– Да, наверное. Пока не решила.
– Но никто же не заметит. Ведь это… целая неделя.
– Больше. Но это ничего, и хуже бывает. Другие, может, тоже не увидят. Я увижу. Это неприятно, но придется распускать.
И до самой весны, в течение еще четырех или пяти занятий Людмила распускала свои неудавшиеся кружева, чтобы потом снова застучать коклюшками.
Это было грустно. Но это было и здорово.
Потому что было это – на всю жизнь.
На Восьмое марта мы дарили подарки учителям, а на Людмилу класс не скинулся – она ведь вела дополнительные занятия. И тогда мы решили отправиться к ней в гости и подарить коробку конфет. Дело это было не таким уж и чисто благородным. Это был повод повидать чудесного Глеба. И вот втроем, замирая от волнения, мы ехали на трескучем лифте на восьмой этаж, препираясь – кто скажет первый и кому нажимать звонок.

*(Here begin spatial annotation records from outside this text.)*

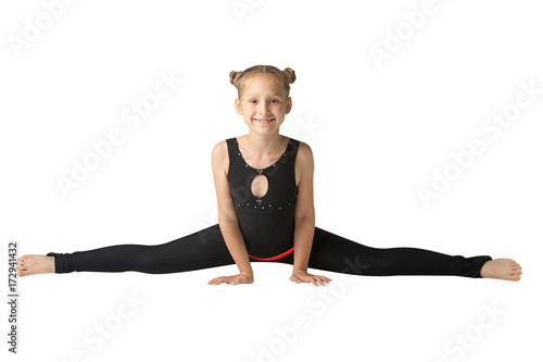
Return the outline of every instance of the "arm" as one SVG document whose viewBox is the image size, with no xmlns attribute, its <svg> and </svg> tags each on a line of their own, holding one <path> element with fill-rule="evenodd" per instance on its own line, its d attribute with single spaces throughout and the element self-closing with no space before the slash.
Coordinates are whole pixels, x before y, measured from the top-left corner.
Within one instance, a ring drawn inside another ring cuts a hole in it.
<svg viewBox="0 0 543 362">
<path fill-rule="evenodd" d="M 209 284 L 240 284 L 253 282 L 253 270 L 249 261 L 245 242 L 239 228 L 238 216 L 233 209 L 230 188 L 227 179 L 228 170 L 228 146 L 220 141 L 213 148 L 212 152 L 213 178 L 218 205 L 218 226 L 226 246 L 240 271 L 239 275 L 223 276 L 210 280 Z"/>
<path fill-rule="evenodd" d="M 315 207 L 313 203 L 313 152 L 308 145 L 300 142 L 296 154 L 298 200 L 294 214 L 294 263 L 290 279 L 296 283 L 325 285 L 331 279 L 307 273 L 313 237 L 315 235 Z"/>
</svg>

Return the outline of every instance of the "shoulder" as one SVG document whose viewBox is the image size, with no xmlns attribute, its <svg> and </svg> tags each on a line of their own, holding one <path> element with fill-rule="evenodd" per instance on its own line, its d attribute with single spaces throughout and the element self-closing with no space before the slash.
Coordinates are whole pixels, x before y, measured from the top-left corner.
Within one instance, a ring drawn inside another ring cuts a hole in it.
<svg viewBox="0 0 543 362">
<path fill-rule="evenodd" d="M 211 162 L 213 166 L 225 166 L 228 163 L 228 143 L 226 139 L 215 143 L 211 152 Z"/>
<path fill-rule="evenodd" d="M 211 153 L 213 157 L 222 157 L 228 154 L 228 145 L 226 142 L 226 139 L 223 139 L 222 141 L 215 143 Z"/>
<path fill-rule="evenodd" d="M 313 167 L 313 151 L 310 145 L 303 141 L 298 146 L 296 163 L 304 167 Z"/>
</svg>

Звонок заверещал. За дверью зашоркали чьи-то тапки. И в дверях возник тонкий светловолосый подросток.
Мы стояли как дуры и молчали.
Глеб нас не вдохновил. Он был обыкновенный. И на нем был женский фартук. Так и стоял – в фартуке и в тапках, не подозревая, что разрушает наши девичьи мечты.

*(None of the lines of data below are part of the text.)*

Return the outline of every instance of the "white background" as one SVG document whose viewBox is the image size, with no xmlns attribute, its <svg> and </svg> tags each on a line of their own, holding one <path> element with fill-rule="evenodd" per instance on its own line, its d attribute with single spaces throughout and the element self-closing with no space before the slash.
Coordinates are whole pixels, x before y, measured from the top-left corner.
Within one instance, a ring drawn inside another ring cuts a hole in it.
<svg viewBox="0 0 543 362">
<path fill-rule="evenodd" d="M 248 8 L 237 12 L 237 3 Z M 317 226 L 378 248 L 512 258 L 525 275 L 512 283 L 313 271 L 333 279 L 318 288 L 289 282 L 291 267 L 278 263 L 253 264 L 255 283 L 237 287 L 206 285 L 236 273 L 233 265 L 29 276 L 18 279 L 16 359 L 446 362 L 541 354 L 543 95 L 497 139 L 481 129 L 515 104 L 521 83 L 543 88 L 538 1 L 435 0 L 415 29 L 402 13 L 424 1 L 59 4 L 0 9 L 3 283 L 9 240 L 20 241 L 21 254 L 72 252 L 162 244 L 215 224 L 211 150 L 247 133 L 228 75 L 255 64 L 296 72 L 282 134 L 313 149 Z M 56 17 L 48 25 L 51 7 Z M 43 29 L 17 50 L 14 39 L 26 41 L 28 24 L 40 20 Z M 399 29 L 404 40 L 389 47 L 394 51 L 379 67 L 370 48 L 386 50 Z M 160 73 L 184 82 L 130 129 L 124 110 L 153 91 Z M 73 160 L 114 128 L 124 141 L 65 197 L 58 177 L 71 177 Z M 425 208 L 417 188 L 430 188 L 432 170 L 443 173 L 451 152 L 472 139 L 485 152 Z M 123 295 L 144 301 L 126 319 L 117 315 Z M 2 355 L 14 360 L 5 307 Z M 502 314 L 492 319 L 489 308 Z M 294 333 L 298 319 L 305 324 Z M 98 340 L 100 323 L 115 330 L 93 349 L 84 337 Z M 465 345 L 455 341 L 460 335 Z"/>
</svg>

– Вы, наверное, к маме. А ее нет. Да проходите вы! Это я, если что, пирог пеку. Хотел… это… на Восьмое марта. С самого утра вожусь. Сметаны извел – жуть. Никак не получается крем, какой надо.

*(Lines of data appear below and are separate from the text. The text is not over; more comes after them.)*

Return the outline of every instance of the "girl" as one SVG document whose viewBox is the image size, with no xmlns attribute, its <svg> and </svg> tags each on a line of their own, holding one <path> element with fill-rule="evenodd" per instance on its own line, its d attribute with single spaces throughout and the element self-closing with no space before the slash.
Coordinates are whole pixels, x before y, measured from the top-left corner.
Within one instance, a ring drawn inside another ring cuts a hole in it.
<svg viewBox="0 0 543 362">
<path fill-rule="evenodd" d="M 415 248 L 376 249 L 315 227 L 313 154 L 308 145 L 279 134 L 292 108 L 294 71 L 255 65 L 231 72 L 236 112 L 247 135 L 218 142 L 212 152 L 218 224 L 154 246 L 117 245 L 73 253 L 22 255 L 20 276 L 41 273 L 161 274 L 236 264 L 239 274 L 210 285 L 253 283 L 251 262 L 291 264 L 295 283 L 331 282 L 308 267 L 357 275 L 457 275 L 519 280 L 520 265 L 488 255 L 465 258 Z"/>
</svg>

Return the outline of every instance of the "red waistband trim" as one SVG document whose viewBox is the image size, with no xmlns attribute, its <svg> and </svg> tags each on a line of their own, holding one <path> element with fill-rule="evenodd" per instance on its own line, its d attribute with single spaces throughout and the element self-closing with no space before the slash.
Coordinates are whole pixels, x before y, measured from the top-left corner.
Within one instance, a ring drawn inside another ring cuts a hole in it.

И он улыбнулся – мило и бесхитростно. Прямо как его мать.
– А какой надо? – спросила я, хотя даже блины печь не умела.
– Легкий, взбитый, и чтоб пузырьки не таяли.
– Дашь попробовать?
– Да конечно! Принести? Я много сделал.
– Классный крем, – оценили мы, облизывая пальцы у порога – в дом зайти так и не посмели. – Чего же тебе еще не хватает?
Глеб смущенно мялся.
Но мы догадались сами. Мама его была – Людмила. Та, что из-за одного узелка потратила неделю.